Mais alors son secret m’échappait : elle refusait d’avouer qu’elle allait à un rendez-vous ; elle prenait le premier prétexte venu pour expliquer sa présence dans cette maison inconnue : « On lui avait donné l’adresse de quelque fournisseur, elle le cherchait. C’était pour prier qu’elle était entrée à la Madeleine ; par curiosité qu’elle se retournait à chaque instant dans la rue ; par amour de la flânerie qu’elle s’était promenée dans tout Paris avant de se rendre rue Laffite. » Oh ! elle n’aurait pas été embarrassée, je vous en réponds. Elle serait parvenue à me confondre ; peut-être même m’aurait-elle convaincu de son innocence.

Était-il adroit de m’adresser au concierge ? On devait la connaître ; ce n’était certainement pas la première fois qu’elle se rendait dans la maison. Mais si cet homme lui était tout dévoué, s’il refusait de me répondre, s’il la prévenait !

Alors, je ne saurais rien ; je n’aurais pas la preuve de sa perfidie ; je ne connaîtrais pas le nom de celui qui me déshonorait ; je ne pourrais me venger, ni de lui, ni d’elle !

Ah ! me venger ! quelle jouissance, après avoir tant souffert !

Dans l’intérêt de ma vengeance, je résolus d’être calme, patient, rusé. Je résolus d’attendre.

Attendre ! attendre à cette porte, devant cette maison, où, j’en étais certain, elle me trompait, elle me trahissait, elle accordait à un autre tout ce qu’elle me refusait ; quel supplice !

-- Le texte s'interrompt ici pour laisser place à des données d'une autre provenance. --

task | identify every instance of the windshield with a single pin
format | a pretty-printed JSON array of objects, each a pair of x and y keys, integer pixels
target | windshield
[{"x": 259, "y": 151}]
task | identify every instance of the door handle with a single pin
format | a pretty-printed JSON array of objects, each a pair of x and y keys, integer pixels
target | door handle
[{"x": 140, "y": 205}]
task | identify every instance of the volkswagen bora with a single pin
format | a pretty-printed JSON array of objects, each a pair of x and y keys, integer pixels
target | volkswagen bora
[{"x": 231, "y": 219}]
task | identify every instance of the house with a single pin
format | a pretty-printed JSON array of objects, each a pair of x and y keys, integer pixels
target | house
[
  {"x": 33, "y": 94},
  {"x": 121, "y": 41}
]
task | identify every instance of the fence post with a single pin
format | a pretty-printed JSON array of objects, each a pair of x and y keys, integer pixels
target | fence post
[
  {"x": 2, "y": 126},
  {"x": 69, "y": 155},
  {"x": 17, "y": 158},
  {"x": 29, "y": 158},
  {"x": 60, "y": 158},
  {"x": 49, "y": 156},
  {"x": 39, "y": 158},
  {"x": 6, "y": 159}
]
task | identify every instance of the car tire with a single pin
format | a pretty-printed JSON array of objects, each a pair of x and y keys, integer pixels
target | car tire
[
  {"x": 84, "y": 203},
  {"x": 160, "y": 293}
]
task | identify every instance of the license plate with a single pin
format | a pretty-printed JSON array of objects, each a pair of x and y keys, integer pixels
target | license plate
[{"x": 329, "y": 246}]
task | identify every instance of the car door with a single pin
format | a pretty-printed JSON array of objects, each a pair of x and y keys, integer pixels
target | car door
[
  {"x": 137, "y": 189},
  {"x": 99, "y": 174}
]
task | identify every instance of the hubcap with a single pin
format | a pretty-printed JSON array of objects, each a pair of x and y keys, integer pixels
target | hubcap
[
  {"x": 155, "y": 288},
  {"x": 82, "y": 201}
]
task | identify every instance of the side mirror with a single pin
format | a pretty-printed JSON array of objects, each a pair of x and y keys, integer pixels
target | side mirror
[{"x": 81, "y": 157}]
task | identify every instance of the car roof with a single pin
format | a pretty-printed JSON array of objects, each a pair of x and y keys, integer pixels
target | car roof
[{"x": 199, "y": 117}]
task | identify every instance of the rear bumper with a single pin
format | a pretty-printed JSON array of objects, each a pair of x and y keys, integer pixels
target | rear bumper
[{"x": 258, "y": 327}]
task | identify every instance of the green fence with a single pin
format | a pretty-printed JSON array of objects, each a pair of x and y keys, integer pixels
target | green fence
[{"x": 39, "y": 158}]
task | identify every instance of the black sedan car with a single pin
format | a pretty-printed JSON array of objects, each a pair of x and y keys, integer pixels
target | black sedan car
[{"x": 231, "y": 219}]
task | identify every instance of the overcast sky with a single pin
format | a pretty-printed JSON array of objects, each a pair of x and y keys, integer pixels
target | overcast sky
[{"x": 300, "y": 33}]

Une voiture vide passait en ce moment, je fis signe au cocher de se ranger au coin de la rue Laffite et de la rue de la Victoire, puis je montai dans la voiture, je relevai les glaces et, les yeux fixés sur la porte cochère qui avait donné passage à Paule, j’attendis.

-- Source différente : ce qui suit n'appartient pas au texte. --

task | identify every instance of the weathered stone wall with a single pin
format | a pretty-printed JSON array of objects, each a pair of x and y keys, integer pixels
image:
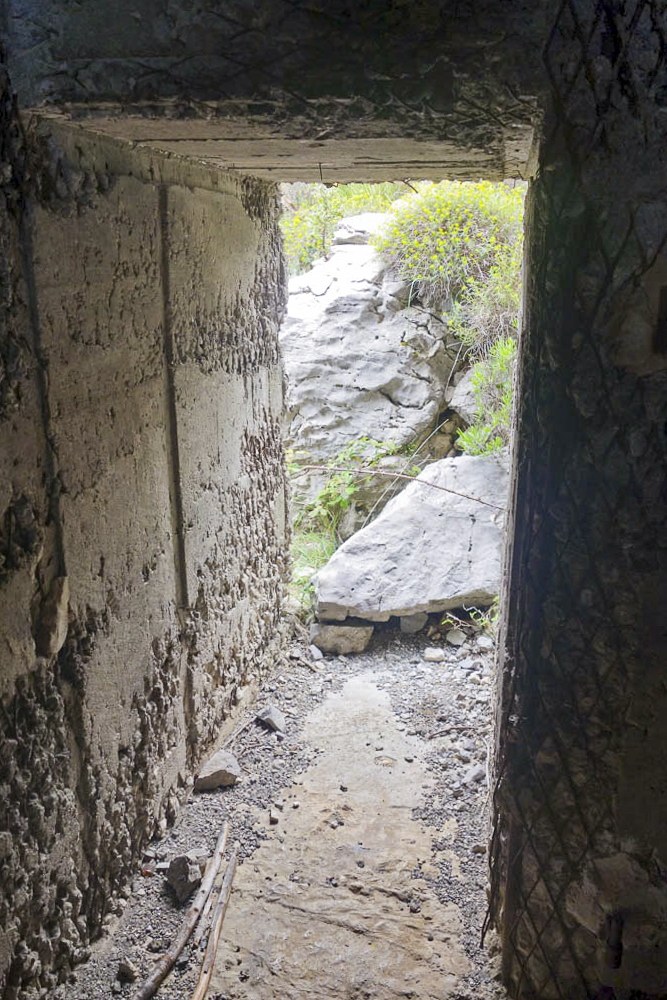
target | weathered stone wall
[
  {"x": 142, "y": 510},
  {"x": 580, "y": 846}
]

Deux heures s’écoulèrent. Deux heures !

Enfin elle sortit. Un voile épais couvrait son visage, un de ces voiles en laine, dits voiles anglais, à l’usage des femmes adultères. Elle s’arrêta sur le seuil de la porte, parut regarder autour d’elle, hésita à se risquer dans la rue, et, prenant tout à coup son parti, elle s’éloigna vivement dans la direction des boulevards.

Moi, je restai encore quelque temps à mon poste d’observation : peut-être allais-je voir sortir celui qu’elle venait de quitter.

Personne ne parut, ou plutôt mes soupçons ne purent se porter sur aucune des personnes que je vis sortir.

Je descendis de voiture, je renvoyai mon cocher et je revins chez moi.

Paule était déjà installée dans le salon.

— Comme vous rentrez tard ! me dit-elle.

Je fus sur le point d’éclater, je me contins.

— Est-ce que vous m’attendez depuis longtemps ? demandai-je.

— Depuis assez longtemps.

— Êtes-vous satisfaite de votre promenade ?

— Très-satisfaite ; le temps était si beau ! J’en ai profité pour faire plusieurs courses.

— Vous avez vu votre mère ?

— Non ; elle était sortie. J’irai la voir ce soir, si vous le permettez.

— Certainement.

On vint nous annoncer que le dîner était servi ; j’offris mon bras à Paule et nous passâmes dans la salle à manger.